Vivo en el Maresme. La superficie en kilómetros cuadrados es de 398,5. Si la comparo con la superficie de Ibiza, tengo 174 km menos para explorar. Claro, que si lo comparo con Cabrera o Formentera, dispongo de un montón de sitios para visitar.

Ayer pensaba que me sentía como si fuese el habitante de una isla pequeña de la que no podía escapar porque está rodeada de agua y los barcos que zarpaban del pequeño puerto, hace tiempo que abandonaron esa ruta.

Hoy pienso diferente. Por suerte, el Maresme no es una isla. Tampoco me siento aislado. Simplemente he cambiado algunas costumbres. No salgo. No me muevo como antes. El confinamiento comarcal y antes el municipal, han cambiado mi espíritu de explorador.

Ahora es más complicado. La soltura con la que nos movíamos antes de toda esta pesadilla, no la volveremos a recuperar. Alejarse de nuestra zona segura, coger los bártulos y presentarse a 100 km de distancia, como mínimo, de nuestro punto de origen, para cambiar de aires o simplemente para comernos una paella, conlleva tantos problemas que la solución más fácil es aprender de cocinero y hacerla en casa.

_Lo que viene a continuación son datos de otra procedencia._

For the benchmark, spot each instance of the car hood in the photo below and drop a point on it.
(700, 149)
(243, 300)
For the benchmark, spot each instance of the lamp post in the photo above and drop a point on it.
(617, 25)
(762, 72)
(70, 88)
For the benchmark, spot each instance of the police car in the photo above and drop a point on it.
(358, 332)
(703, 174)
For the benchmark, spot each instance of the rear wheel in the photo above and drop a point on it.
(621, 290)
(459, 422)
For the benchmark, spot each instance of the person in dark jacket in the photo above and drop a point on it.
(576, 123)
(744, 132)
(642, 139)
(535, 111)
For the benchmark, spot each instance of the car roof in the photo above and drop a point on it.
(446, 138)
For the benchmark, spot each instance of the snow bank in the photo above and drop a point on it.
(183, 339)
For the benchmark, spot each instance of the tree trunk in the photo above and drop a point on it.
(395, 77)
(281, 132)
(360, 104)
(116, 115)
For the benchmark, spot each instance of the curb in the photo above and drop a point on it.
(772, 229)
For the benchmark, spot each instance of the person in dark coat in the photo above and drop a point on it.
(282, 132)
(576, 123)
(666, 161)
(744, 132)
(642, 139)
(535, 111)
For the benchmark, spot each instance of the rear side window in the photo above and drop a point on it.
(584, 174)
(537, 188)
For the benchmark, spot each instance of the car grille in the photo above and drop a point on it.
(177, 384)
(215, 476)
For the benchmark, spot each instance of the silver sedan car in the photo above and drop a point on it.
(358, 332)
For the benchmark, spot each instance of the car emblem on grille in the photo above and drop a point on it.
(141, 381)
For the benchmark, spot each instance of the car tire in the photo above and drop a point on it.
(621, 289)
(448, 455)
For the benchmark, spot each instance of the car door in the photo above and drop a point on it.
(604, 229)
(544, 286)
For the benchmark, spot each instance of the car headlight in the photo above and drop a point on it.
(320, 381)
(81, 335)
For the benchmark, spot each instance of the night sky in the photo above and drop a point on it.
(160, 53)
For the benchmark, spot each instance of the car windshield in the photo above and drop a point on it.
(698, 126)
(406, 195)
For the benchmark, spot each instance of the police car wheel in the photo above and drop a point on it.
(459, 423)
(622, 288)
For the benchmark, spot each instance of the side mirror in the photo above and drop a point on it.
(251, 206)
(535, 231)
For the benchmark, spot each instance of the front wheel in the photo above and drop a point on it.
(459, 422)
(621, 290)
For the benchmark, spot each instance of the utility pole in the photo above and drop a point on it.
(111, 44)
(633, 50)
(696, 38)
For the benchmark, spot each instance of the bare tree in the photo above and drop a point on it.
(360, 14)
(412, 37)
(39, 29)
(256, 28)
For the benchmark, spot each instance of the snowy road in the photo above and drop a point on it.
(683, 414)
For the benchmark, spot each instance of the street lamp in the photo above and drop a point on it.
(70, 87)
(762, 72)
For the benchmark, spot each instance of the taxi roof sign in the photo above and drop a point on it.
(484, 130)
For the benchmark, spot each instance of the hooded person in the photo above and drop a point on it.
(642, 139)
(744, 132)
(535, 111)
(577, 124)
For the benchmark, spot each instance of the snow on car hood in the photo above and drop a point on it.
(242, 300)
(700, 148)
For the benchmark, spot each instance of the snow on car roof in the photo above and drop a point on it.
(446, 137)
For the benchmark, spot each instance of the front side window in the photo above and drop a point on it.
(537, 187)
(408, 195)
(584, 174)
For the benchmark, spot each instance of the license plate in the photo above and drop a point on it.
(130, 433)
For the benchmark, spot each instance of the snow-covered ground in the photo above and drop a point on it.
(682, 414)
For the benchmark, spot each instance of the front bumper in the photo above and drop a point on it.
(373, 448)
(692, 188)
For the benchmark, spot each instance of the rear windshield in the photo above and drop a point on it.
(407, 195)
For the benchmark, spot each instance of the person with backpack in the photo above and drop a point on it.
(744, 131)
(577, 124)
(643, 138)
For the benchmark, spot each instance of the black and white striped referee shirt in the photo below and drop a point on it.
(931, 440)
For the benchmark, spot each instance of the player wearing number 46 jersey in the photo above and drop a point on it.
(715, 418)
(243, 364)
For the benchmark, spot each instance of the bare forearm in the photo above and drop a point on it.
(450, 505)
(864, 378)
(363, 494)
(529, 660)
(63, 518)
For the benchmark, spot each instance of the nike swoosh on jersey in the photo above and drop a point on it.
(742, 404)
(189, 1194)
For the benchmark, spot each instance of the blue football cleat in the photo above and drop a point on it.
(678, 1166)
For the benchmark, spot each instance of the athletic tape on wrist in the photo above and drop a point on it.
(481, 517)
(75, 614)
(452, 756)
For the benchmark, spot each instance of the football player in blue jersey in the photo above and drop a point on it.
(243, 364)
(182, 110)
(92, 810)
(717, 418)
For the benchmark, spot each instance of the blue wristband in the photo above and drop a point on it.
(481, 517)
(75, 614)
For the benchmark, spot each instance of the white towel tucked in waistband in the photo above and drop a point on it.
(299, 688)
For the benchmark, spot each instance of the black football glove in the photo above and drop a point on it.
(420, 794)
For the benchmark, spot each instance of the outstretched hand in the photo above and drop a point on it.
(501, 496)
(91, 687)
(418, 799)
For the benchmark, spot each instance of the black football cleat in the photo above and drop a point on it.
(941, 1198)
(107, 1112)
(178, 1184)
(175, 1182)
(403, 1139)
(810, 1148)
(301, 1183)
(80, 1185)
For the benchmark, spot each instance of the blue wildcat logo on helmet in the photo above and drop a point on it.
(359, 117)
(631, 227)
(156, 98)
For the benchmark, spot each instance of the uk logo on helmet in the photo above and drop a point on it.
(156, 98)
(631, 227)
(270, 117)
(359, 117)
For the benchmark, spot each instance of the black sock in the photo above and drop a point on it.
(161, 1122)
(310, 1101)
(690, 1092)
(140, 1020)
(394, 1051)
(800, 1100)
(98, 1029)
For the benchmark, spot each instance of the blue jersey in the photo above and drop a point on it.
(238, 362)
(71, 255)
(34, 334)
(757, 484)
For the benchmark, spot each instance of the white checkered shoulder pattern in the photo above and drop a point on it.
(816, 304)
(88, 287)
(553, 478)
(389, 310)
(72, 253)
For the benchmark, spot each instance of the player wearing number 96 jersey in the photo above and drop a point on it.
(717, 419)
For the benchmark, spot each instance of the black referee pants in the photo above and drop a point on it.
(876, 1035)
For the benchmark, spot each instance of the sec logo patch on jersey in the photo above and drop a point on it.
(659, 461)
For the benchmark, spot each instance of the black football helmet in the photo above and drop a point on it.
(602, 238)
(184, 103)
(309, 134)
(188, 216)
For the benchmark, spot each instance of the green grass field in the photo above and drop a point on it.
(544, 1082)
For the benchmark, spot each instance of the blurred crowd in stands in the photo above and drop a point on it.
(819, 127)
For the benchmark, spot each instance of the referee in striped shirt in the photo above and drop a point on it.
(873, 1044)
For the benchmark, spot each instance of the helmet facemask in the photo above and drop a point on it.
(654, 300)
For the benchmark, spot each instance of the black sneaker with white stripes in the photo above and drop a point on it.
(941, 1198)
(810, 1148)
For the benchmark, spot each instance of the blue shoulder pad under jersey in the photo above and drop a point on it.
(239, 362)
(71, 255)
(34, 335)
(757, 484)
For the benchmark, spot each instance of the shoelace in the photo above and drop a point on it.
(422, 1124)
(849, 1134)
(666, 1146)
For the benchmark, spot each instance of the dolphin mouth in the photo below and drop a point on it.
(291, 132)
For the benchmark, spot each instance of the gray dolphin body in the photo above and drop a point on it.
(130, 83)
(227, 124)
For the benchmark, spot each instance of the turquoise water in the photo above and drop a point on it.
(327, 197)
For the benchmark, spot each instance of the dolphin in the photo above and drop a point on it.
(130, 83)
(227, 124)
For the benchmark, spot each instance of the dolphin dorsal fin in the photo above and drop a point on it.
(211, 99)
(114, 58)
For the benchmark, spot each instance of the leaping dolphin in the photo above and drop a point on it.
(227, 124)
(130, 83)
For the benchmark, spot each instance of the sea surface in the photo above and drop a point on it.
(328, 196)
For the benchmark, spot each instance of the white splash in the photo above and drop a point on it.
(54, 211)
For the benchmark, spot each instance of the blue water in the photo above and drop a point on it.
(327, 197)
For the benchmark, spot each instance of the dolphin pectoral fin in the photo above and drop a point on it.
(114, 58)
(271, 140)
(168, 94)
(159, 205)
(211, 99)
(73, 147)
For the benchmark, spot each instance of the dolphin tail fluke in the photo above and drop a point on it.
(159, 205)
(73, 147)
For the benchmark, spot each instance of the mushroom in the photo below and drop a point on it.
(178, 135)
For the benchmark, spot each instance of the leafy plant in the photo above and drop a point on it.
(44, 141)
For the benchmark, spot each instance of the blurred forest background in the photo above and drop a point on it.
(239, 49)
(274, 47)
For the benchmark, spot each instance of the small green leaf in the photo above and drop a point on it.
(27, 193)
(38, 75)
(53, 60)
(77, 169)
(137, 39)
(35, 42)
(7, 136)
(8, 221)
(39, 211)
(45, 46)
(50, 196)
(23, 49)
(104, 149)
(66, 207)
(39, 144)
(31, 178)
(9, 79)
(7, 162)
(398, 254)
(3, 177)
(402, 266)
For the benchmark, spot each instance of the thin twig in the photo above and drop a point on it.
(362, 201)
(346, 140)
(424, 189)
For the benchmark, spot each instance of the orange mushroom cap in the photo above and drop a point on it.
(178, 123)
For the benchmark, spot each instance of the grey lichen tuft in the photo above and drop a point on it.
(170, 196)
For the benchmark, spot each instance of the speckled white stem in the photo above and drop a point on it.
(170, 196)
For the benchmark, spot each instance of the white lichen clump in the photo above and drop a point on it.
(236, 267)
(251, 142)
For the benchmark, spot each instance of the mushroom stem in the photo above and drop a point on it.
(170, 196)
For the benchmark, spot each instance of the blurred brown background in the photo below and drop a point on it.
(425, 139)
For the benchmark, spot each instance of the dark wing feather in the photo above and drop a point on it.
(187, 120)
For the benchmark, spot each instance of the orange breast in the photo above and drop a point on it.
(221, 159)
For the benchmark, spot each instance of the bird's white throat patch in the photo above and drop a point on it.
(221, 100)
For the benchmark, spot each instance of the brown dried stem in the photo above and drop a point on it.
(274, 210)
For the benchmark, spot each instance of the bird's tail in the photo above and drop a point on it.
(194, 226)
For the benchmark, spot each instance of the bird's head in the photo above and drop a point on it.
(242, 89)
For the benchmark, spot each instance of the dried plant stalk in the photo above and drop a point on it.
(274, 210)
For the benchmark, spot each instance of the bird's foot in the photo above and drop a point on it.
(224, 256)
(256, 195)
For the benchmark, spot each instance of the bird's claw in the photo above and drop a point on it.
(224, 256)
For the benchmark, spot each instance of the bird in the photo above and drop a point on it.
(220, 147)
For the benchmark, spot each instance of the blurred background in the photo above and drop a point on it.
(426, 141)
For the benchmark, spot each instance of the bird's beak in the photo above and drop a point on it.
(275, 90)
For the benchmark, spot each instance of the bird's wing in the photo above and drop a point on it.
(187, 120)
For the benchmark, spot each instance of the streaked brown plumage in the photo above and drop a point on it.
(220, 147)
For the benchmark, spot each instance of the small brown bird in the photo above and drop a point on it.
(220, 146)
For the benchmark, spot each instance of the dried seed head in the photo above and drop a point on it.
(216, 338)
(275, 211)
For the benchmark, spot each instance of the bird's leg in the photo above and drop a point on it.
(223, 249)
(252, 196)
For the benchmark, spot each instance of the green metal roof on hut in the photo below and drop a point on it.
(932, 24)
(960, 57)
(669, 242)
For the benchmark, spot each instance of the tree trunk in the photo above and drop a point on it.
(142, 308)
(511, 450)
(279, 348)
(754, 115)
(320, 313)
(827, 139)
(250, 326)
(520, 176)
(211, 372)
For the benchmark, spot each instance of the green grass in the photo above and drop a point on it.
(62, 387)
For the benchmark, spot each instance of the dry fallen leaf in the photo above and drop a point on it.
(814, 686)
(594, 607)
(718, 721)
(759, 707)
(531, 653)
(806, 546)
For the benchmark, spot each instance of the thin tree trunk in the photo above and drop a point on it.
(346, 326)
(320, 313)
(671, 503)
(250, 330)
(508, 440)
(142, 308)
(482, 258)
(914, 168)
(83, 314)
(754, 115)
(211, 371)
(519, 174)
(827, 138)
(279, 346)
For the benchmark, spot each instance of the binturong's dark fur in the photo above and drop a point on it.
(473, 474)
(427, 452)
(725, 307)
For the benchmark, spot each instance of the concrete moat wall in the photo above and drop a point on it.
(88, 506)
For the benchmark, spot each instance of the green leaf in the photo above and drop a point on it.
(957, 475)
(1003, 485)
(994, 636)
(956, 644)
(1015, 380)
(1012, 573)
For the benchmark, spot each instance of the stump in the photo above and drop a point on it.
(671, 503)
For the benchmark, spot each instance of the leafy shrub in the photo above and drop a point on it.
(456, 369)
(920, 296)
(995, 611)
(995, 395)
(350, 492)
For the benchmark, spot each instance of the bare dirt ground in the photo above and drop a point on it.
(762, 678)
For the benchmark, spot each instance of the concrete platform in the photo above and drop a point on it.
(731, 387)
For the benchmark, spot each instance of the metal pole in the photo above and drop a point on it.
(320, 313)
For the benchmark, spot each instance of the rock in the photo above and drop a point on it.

Cierto que estoy ahorrando un montón en gasolina. Hacer pocos kilómetros evita muchas visitas a la gasolinera. Pero, ¡cuánto la echo de menos, cuando no teníamos rumbo fijo y podíamos ir a casi cualquier lugar!

Aún así, en el Maresme, seguro que hay un montón de parajes por descubrir.

De punta a punta, por la costa, entre Mongat y Tordera hay casi 48 km. Y de la costa al punto más alejado del interior hay dos zonas que podrían competir entre ellas. La primera, a 21 km dando vueltas, está entre Sant Andreu de Llavaneres y Can Massuet del Far y la otra, según el mapa, habrían 24 km entre Santa Susana y el límite de la serra de Godall.

Datos extraídos de Google Maps y mi ojo medidor

Consultando estos datos, me ha sorprendido que hay dos lugares con el mismo nombre: La serra de Godall, en Tordera y entre La Galera y Ulldecona.

Serra de Godall, en Tordera
Serra de Godall, cerca del aeródromo de Ulldecona

Nombres repetidos en diferentes lugares hay muchos, pero de eso me encargaré en otro relato. Y a propósito de éste, precisamente, haciendo el ejercicio de buscar por aquí y por allá, sin darme cuenta, he estado explorando lugares como lo hacía antes del confinamiento y sin gastar ni un litro de gasolina.